Take a different example altogether. His name was John. He was a devout Catholic in China. Like thousands of others, he had remained true to his faith during the dark days of persecution in China and spent long years in prison purely and simply because of his belief in Jesus. Eventually he was released. His body was stooped from the years of ill treatment he had experienced. Then, one day while attending Mass at the shrine of St Francis Xavier in nearby Macau, he collapsed and died just after receiving communion. Anyone who knew John, a man of no wealth whatever, knew that he was ready. His whole life had been lived in the company of Jesus. Jesus was all he had; Jesus was all he wanted.

The friends of Jesus
Elsewhere in the Gospel Jesus makes this very plain. Those are his friends who have gone out of their way to share themselves and what they have (and not just their easily spared surplus) with the neediest of the needy – the hungry, the thirsty, the sick, those in prison…quite clearly only a sample list of those among us who are in need. Those who consistently make this their first priority in life are ready. They are no strangers to Jesus because they fully realise that “as often as you do it to the least of my brothers, you do it to me”.

Our life, too, as the Second Reading suggests, is like that of Abraham. It is a journey into the unknown and no amount of precautions or insurance can take away all uncertainty. “By faith, Abraham obeyed the call to set out for a country that was the inheritance given to him and his descendants…he set out without knowing where he was going.” We would love to have complete control and plans for our future life but it seldom works out like that. In fact, we, like Abraham, do not know where our life journey will lead us. We do know the final destination but we do not know how or when we will reach it.

A question of quality
The journey that the Scripture speaks about, of course, is not so much about travelling as about the style and quality and direction of our living. It includes every experience we will have and how we respond to each one. It will include the people we come face to face with – either by choice or by accident – and how we respond to them. We can see experiences and people as stepping stones to our own self-advancement, as many seem to do, or we can see them as opportunities to respond in truth and love and service to God entering our daily lives.

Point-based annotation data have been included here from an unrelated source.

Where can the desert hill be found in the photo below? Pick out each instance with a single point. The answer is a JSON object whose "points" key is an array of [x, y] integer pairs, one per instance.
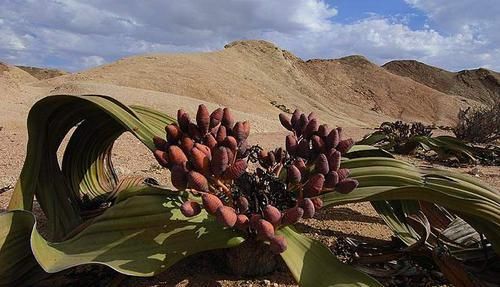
{"points": [[42, 73], [480, 84], [249, 75]]}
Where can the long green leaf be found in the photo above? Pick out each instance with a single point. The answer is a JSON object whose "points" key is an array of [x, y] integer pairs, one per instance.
{"points": [[313, 265], [141, 236]]}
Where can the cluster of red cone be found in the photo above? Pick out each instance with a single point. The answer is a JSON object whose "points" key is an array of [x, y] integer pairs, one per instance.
{"points": [[317, 151], [201, 154], [210, 157]]}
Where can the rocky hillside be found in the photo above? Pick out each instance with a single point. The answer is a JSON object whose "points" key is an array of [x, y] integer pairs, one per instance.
{"points": [[42, 73], [249, 75], [480, 84]]}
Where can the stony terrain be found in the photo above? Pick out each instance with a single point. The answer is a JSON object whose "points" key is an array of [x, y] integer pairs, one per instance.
{"points": [[482, 85], [253, 78]]}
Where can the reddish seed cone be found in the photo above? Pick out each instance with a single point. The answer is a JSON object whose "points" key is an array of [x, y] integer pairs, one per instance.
{"points": [[221, 134], [303, 149], [220, 161], [254, 220], [203, 119], [308, 207], [343, 173], [285, 122], [311, 128], [242, 204], [216, 117], [242, 222], [211, 202], [178, 176], [300, 164], [278, 244], [187, 144], [210, 141], [226, 216], [176, 156], [345, 145], [227, 118], [231, 143], [190, 208], [339, 131], [194, 132], [332, 139], [291, 144], [331, 179], [321, 164], [197, 181], [205, 149], [293, 174], [292, 215], [272, 214], [311, 116], [236, 169], [346, 186], [318, 144], [161, 157], [239, 131], [323, 131], [302, 124], [271, 158], [318, 202], [200, 161], [246, 129], [314, 185], [173, 133], [334, 159]]}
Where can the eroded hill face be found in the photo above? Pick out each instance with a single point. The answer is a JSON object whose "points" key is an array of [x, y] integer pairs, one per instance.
{"points": [[481, 84], [42, 73], [249, 75]]}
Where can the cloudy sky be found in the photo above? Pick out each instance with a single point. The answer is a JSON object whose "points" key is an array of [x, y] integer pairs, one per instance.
{"points": [[75, 35]]}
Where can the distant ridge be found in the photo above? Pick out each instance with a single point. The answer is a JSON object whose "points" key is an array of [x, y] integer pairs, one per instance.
{"points": [[482, 85], [248, 75], [42, 73]]}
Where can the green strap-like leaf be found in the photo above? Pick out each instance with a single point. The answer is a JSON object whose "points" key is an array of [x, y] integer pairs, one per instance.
{"points": [[17, 265], [313, 265], [142, 235]]}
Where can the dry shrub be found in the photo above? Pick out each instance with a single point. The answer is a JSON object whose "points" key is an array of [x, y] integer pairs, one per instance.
{"points": [[480, 125]]}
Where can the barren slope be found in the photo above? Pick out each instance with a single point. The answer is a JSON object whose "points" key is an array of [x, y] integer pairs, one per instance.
{"points": [[480, 84], [248, 75], [42, 73]]}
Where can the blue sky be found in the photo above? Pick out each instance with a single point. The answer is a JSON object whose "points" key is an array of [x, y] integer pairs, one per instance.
{"points": [[76, 35]]}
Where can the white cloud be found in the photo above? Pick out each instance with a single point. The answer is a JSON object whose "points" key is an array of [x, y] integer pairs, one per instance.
{"points": [[79, 34]]}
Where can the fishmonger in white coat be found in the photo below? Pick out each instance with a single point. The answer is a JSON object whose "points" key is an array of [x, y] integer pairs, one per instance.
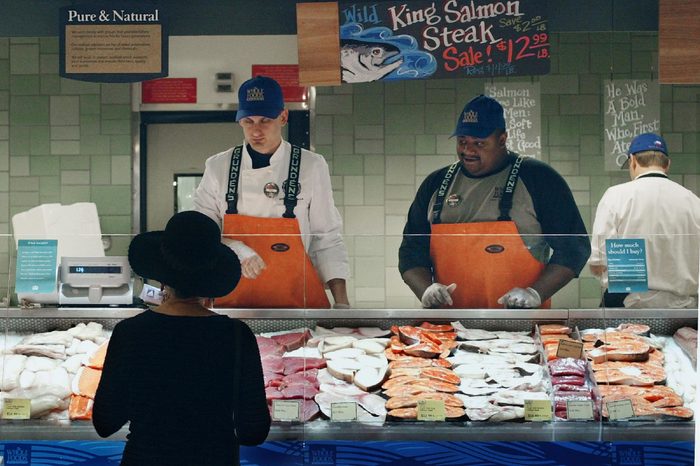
{"points": [[275, 205]]}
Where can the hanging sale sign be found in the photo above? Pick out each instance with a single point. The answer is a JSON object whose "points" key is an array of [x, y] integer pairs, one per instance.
{"points": [[416, 39], [112, 44], [522, 108]]}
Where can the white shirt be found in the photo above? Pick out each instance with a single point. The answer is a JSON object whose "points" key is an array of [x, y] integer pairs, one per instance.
{"points": [[667, 216], [319, 220]]}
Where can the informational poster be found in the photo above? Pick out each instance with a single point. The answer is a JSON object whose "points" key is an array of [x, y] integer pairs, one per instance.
{"points": [[123, 43], [288, 78], [627, 265], [522, 107], [632, 107], [36, 266], [416, 39]]}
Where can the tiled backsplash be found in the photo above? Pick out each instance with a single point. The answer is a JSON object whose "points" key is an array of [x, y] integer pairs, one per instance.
{"points": [[69, 141]]}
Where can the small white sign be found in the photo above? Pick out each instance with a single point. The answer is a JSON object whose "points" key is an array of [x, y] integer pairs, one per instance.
{"points": [[286, 410]]}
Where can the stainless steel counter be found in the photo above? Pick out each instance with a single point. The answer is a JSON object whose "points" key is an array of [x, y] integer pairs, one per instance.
{"points": [[403, 431], [661, 321]]}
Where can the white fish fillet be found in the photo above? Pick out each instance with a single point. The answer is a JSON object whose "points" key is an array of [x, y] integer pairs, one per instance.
{"points": [[373, 332], [40, 363], [508, 413], [92, 331], [482, 413], [50, 351], [48, 338], [474, 402], [11, 366]]}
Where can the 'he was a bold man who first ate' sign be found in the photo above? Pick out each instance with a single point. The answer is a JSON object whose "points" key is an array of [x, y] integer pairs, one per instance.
{"points": [[415, 39], [632, 107]]}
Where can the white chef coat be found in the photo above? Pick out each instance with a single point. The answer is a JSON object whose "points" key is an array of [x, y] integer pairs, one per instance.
{"points": [[319, 220], [667, 216]]}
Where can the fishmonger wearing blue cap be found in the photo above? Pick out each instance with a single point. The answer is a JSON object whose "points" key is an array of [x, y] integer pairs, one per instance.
{"points": [[275, 205], [663, 213], [493, 229]]}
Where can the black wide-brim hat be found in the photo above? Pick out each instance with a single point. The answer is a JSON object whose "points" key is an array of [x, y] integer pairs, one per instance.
{"points": [[187, 256]]}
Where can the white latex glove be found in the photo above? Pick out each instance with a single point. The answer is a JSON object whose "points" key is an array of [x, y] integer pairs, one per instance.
{"points": [[251, 263], [437, 294], [521, 298]]}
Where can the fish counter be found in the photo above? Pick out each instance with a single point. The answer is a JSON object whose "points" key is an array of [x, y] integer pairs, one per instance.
{"points": [[439, 375]]}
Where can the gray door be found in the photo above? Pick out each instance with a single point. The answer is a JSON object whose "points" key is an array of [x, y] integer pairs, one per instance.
{"points": [[180, 148]]}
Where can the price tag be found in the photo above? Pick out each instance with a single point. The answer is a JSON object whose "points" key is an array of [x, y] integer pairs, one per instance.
{"points": [[431, 410], [345, 411], [570, 349], [620, 409], [286, 410], [579, 410], [16, 408], [538, 410]]}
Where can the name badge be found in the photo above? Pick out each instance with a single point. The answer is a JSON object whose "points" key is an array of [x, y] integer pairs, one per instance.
{"points": [[271, 189]]}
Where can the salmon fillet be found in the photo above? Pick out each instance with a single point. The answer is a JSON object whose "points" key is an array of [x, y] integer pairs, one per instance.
{"points": [[549, 329], [87, 381]]}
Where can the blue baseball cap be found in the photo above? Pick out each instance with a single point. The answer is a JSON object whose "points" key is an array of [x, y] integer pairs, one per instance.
{"points": [[480, 117], [260, 96], [647, 141]]}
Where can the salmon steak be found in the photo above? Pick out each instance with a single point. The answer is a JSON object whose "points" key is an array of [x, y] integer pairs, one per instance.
{"points": [[451, 412], [630, 351], [97, 360], [450, 400], [442, 328], [80, 408], [441, 374], [407, 390]]}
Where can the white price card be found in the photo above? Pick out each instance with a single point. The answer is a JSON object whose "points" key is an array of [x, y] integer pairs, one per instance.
{"points": [[579, 410], [431, 410], [286, 410], [620, 409], [538, 410], [16, 408], [570, 349], [344, 411]]}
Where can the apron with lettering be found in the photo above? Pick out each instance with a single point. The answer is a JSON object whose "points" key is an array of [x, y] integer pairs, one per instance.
{"points": [[484, 259], [289, 279]]}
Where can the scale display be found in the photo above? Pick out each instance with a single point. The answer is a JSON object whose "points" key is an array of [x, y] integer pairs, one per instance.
{"points": [[94, 269]]}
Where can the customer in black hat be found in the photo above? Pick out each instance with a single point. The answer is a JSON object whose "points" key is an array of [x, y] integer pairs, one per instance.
{"points": [[188, 380]]}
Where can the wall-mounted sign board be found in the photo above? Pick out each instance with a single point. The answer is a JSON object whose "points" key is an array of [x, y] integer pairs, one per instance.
{"points": [[124, 43]]}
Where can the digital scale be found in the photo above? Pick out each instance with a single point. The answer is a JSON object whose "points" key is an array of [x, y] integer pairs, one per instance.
{"points": [[95, 281], [91, 281]]}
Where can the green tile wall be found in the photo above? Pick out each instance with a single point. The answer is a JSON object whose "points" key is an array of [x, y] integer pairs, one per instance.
{"points": [[415, 118], [61, 141]]}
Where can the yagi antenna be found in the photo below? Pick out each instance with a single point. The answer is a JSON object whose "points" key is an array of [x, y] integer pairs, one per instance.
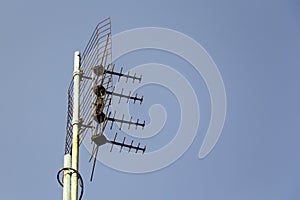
{"points": [[89, 107]]}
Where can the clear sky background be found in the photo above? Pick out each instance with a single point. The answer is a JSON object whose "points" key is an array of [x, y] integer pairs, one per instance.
{"points": [[255, 45]]}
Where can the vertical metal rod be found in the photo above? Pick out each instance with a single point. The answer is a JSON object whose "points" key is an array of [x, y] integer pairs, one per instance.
{"points": [[76, 125], [67, 178]]}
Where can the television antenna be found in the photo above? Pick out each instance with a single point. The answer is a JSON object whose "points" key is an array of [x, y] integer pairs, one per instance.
{"points": [[89, 112]]}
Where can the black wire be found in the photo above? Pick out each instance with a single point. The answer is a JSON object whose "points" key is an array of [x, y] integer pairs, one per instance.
{"points": [[78, 176]]}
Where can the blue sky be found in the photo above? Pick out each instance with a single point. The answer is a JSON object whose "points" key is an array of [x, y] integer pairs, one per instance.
{"points": [[255, 45]]}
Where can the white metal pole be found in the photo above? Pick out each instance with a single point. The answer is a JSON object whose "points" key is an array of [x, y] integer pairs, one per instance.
{"points": [[67, 178], [75, 124]]}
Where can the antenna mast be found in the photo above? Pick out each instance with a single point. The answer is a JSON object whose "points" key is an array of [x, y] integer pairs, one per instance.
{"points": [[89, 99]]}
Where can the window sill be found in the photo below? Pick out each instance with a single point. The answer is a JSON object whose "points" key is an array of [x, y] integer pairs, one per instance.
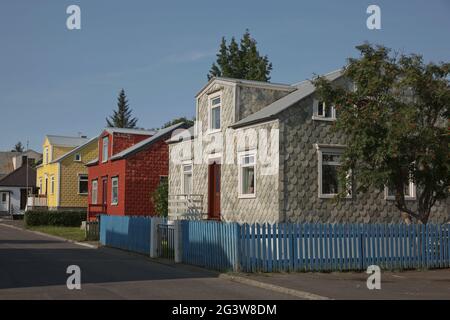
{"points": [[247, 196], [406, 199], [212, 131], [317, 118]]}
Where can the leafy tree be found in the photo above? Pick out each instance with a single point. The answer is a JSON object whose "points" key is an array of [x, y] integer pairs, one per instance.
{"points": [[160, 198], [395, 120], [18, 147], [122, 116], [241, 61], [190, 123]]}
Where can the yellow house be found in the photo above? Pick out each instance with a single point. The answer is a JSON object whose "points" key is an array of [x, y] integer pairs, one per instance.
{"points": [[62, 178]]}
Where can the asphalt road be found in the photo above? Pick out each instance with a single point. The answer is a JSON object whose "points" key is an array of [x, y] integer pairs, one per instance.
{"points": [[34, 267]]}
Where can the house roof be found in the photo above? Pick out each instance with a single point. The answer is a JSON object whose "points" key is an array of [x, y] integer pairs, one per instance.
{"points": [[71, 152], [66, 141], [182, 135], [6, 159], [303, 90], [92, 163], [279, 86], [144, 144], [18, 178], [130, 131]]}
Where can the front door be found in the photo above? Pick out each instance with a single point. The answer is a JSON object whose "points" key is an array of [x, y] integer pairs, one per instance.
{"points": [[4, 202], [105, 192], [23, 199], [214, 191]]}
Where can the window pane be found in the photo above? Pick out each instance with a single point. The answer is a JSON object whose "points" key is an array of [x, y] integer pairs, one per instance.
{"points": [[329, 179], [187, 183], [215, 118], [248, 180], [215, 101]]}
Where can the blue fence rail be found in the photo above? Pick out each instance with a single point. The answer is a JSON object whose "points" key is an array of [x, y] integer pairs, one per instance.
{"points": [[126, 232], [210, 244], [314, 247]]}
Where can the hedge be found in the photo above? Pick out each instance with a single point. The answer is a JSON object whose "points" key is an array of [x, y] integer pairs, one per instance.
{"points": [[55, 218]]}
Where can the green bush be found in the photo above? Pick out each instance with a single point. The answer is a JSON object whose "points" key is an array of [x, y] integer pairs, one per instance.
{"points": [[55, 218]]}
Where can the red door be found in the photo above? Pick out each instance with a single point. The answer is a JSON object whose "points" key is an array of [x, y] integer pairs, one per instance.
{"points": [[105, 194], [214, 191]]}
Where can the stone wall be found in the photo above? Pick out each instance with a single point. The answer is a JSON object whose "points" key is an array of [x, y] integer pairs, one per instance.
{"points": [[299, 181]]}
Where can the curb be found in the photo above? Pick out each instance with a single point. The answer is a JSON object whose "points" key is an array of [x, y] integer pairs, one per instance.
{"points": [[272, 287], [51, 236]]}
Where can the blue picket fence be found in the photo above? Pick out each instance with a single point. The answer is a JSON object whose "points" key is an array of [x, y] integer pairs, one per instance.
{"points": [[210, 244], [314, 247], [126, 232]]}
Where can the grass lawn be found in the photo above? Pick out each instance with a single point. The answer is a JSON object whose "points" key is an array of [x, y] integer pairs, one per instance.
{"points": [[72, 233]]}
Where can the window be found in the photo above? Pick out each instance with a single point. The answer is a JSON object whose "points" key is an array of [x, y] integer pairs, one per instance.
{"points": [[329, 162], [247, 178], [187, 179], [163, 179], [214, 113], [114, 191], [46, 155], [52, 184], [105, 142], [409, 191], [322, 111], [94, 192], [82, 184]]}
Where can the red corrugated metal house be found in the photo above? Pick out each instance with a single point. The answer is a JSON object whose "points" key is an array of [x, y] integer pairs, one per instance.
{"points": [[129, 168]]}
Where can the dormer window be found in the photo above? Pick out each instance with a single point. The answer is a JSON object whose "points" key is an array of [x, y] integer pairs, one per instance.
{"points": [[214, 113], [323, 111], [105, 142]]}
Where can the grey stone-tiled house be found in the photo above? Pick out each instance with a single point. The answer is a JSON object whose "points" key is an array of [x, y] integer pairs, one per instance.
{"points": [[263, 152]]}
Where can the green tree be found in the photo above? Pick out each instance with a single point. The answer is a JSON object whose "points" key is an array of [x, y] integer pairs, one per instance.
{"points": [[190, 123], [395, 120], [122, 116], [241, 61], [18, 147], [160, 198]]}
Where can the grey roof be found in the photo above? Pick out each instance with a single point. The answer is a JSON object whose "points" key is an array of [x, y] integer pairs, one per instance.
{"points": [[273, 85], [71, 152], [66, 141], [93, 162], [181, 135], [144, 144], [130, 131], [304, 89]]}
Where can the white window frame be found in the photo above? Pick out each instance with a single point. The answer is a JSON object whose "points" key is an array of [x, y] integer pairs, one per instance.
{"points": [[46, 155], [241, 166], [210, 107], [184, 164], [116, 202], [320, 152], [79, 181], [106, 138], [94, 200], [410, 196], [317, 116], [52, 185]]}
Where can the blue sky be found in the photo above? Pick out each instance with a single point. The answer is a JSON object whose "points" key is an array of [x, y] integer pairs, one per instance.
{"points": [[56, 81]]}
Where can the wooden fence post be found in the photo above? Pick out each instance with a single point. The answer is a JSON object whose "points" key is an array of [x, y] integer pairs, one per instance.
{"points": [[154, 237], [177, 239]]}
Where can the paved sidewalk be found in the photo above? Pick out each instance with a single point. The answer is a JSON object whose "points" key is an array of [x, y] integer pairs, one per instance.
{"points": [[432, 284]]}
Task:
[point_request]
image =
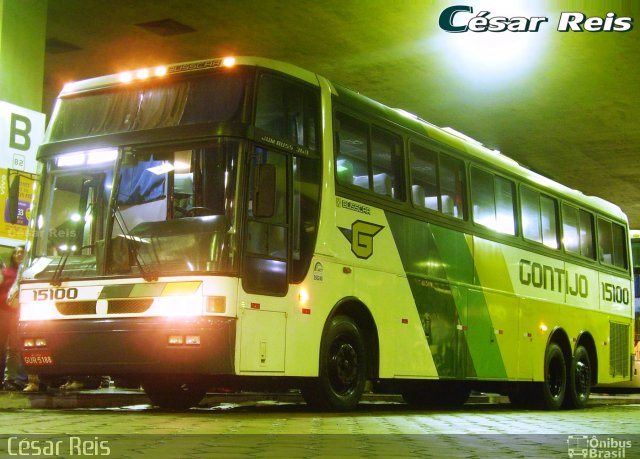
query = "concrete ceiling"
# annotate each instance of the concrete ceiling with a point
(572, 113)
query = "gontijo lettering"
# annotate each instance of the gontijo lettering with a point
(554, 279)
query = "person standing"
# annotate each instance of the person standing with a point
(10, 364)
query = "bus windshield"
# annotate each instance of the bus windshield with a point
(172, 209)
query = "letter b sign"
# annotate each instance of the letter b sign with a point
(21, 132)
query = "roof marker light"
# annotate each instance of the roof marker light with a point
(126, 77)
(142, 74)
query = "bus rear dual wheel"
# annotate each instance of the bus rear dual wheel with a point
(567, 386)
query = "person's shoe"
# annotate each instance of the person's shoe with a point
(32, 387)
(12, 386)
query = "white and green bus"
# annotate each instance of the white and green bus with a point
(247, 224)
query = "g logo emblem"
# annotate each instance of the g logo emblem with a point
(361, 236)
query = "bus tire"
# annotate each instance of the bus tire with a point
(579, 387)
(173, 394)
(342, 370)
(550, 394)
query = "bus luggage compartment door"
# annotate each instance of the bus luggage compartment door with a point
(262, 340)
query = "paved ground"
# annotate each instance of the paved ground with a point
(123, 425)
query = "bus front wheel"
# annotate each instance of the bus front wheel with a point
(550, 394)
(343, 368)
(174, 394)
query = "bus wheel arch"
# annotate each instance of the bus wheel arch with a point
(551, 392)
(346, 359)
(355, 309)
(582, 372)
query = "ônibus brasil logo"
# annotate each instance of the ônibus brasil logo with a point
(460, 18)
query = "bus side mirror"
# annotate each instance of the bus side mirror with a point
(264, 193)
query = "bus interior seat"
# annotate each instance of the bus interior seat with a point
(448, 205)
(183, 184)
(382, 184)
(431, 202)
(362, 181)
(344, 169)
(417, 195)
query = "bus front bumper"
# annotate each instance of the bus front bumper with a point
(129, 346)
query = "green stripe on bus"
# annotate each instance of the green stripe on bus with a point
(455, 316)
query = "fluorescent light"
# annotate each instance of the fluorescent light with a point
(72, 159)
(161, 169)
(105, 155)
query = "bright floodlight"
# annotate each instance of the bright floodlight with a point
(495, 57)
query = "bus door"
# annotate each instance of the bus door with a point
(262, 308)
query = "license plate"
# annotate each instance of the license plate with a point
(38, 359)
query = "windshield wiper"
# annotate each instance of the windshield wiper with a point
(149, 276)
(56, 278)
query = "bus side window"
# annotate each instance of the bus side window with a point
(424, 177)
(387, 164)
(352, 157)
(538, 217)
(287, 110)
(577, 231)
(493, 201)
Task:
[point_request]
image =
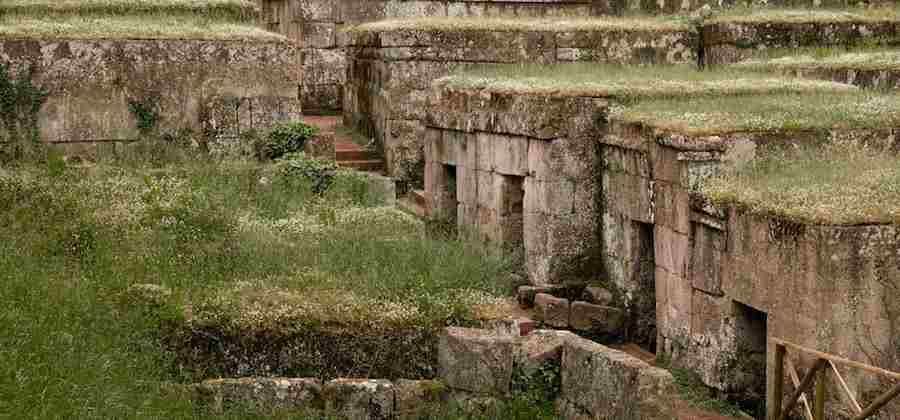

Life is a pilgrimage. It keeps moving. Abraham and his family “lived in tents while he looked forward to a city founded, designed and built by God”. We would like to have gilt-edged securities for ourselves but our Christian faith offers us another programme. A life lived in love and service for the Kingdom of God, for a city – a society of justice and peace – designed and built by God. It is in doing this that we amass real wealth not only for ourselves but for others as well. By living like this, we are ready, at any time, to meet our Lord and Saviour. And when we do meet him we will know that all along we had lived with him in those we loved and served during our pilgrimage.